Sigma-metric calculations for the ADVIA Centaur XPT
Remember the equation for Sigma metric is (TEa - bias) / CV:
For a 24% quality requirement, for TT3 on the Centaur XPT, the equation is (24 - 2.4) / 10.1 = 2.1
The metrics are displayed along the right column.
Analyte | TEa source | TEa | Bias | CV | Sigma |
TT3 - august | Spanish Minimum | 24 | 2.4 | 10.1 | 2.1 |
TT3 - september | Spanish Minimum | 24 | 12.8 | 10.1 | 1.1 |
TT3 - october | Spanish Minimum | 24 | 21.2 | 13.8 | 0.2 |
TSH - august | Ricos Desirable | 23.7 | 0.8 | 11.2 | 2.0 |
TSH - september | Ricos Desirable | 23.7 | 21.6 | 11.2 | 0.2 |
TSH - october | Ricos Desirable | 23.7 | 14.4 | 11.2 | 0.8 |
TT4 - august | Spanish Minimum | 24 | 6.3 | 13.8 | 1.3 |
TT4 - september | Spanish Minimum | 24 | 5.0 | 11.7 | 1.6 |
TT4 - october | Spanish Minimum | 24 | 0.7 | 11.8 | 1.97 |
Yes, there are a lot of low Sigma-metrics. All of them are below 3 Sigma, typically considered the minimum acceptable performance.
Summary of Performance by Sigma-metrics Method Decision Chart
We can make visual assessments of this performance using a Normalized Sigma-metric Method Decision Chart:
Overall, it seems like a consistently bad performance for all thyroid function tests on this XPT in this laboratory.
Summary of QC Design by Normalized OPSpecs chart
The benefit of the Sigma-metric approach is that labs can do more than assess their quality, they can act on it. Using OPSpecs charts, they can actually optimize their QC procedures for each test. In this case, they can use the data to try and mitigate the risk of poor performance.

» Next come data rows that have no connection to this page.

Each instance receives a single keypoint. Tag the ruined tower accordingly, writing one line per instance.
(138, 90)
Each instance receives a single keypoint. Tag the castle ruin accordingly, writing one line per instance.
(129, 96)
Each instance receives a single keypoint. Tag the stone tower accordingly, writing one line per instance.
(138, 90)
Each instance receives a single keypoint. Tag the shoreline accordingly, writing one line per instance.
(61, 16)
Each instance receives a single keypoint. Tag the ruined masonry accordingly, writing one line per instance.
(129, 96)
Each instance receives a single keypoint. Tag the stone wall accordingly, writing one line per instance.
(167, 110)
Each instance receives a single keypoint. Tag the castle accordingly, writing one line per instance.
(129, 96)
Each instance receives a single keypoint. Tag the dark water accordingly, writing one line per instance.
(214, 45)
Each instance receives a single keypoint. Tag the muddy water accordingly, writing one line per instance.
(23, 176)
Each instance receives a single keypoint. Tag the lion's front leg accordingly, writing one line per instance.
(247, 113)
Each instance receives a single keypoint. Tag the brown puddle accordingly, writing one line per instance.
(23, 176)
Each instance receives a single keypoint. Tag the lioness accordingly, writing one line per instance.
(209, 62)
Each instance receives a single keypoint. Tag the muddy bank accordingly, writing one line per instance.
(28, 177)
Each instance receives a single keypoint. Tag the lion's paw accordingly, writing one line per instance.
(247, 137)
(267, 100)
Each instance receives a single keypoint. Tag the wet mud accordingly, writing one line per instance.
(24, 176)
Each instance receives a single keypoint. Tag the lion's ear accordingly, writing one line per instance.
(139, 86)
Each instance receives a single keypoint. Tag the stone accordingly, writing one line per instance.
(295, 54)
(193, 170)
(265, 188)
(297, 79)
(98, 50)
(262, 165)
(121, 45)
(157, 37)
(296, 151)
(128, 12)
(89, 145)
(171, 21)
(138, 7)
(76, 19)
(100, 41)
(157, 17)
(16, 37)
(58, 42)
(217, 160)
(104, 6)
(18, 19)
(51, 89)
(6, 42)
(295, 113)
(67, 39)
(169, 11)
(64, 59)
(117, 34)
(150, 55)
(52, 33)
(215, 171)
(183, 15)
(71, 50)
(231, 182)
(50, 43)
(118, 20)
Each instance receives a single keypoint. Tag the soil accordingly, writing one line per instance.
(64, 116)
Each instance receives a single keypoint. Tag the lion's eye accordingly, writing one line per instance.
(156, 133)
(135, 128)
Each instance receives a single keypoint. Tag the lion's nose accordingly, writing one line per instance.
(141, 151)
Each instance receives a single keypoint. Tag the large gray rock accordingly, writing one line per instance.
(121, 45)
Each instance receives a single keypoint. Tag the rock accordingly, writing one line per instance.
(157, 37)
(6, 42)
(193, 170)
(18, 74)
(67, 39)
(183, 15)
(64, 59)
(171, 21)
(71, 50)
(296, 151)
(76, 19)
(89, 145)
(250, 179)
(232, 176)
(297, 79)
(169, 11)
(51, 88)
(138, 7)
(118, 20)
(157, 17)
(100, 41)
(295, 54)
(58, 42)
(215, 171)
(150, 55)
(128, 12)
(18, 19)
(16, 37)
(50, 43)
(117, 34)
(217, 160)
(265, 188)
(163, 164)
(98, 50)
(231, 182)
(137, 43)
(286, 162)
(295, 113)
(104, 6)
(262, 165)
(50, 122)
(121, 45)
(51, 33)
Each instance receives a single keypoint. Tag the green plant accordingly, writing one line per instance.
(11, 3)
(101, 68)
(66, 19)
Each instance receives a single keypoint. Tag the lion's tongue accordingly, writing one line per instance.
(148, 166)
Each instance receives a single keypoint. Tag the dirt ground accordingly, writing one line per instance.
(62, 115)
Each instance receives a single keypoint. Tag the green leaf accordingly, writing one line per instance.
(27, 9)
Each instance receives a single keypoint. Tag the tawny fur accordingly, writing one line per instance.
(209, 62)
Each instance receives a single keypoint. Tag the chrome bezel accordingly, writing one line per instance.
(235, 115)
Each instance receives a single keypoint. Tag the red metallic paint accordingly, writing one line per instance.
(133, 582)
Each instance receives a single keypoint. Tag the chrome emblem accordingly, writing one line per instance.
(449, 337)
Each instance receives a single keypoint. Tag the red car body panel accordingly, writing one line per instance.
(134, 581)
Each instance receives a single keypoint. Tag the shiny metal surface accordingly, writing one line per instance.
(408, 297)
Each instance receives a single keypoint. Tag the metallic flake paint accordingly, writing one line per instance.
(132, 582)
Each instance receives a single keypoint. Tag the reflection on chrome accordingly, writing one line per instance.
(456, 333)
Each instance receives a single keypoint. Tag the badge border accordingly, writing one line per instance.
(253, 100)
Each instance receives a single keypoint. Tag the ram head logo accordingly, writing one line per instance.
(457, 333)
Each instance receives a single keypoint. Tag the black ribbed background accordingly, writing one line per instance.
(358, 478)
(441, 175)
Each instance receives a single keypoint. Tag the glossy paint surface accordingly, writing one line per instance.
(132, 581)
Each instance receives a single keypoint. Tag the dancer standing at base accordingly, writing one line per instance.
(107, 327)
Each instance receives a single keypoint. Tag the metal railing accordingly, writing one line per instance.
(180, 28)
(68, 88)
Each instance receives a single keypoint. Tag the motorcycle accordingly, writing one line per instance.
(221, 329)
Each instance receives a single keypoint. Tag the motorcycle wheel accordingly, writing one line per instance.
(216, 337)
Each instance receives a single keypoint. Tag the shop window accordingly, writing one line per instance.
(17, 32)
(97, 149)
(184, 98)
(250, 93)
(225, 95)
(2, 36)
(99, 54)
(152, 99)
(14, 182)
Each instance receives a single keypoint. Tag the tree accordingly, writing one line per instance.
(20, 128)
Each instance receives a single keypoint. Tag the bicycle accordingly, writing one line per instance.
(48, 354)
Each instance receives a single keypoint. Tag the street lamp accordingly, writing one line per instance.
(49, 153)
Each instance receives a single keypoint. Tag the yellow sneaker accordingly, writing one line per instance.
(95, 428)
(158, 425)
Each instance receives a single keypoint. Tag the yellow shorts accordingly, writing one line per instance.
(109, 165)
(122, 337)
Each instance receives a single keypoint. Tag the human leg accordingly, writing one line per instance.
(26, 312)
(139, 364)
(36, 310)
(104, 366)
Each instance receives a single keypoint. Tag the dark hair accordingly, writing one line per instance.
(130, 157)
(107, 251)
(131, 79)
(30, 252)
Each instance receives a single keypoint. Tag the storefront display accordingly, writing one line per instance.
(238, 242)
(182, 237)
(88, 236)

For most of these points, we will need the maximum "Westgard Rules" with 8 control measurements per run. Put bluntly, there is no practical statistical quality control procedure that can help. There aren't enough "Westgard rules" to keep some of these methods in control. If we would go further to determine QC frequency using Sigma-metrics, we would find that we can't afford to run QC often enough to properly monitor these methods.
Conclusion
Interestingly, the authors did not conclude what do think about these very low Sigma metric values. They did stress however that their EQA results were acceptable:
"Our EQAS results for the three months showed two thirds of good performances for the three thyroid function testing parameters are summarized....The consistent analytical performance of T4 was good for all three months of study. Our lab sigma metrics were below three sigmas."
This highlights a growing problem: EQAS results may appear to be fine, but when placed into the context of imprecision and the allowable total error, the method is unacceptable. We cannot rely on EQAS results alone to determine the acceptability of the method. We need to use Sigma-metrics to assess the overall performance of the method.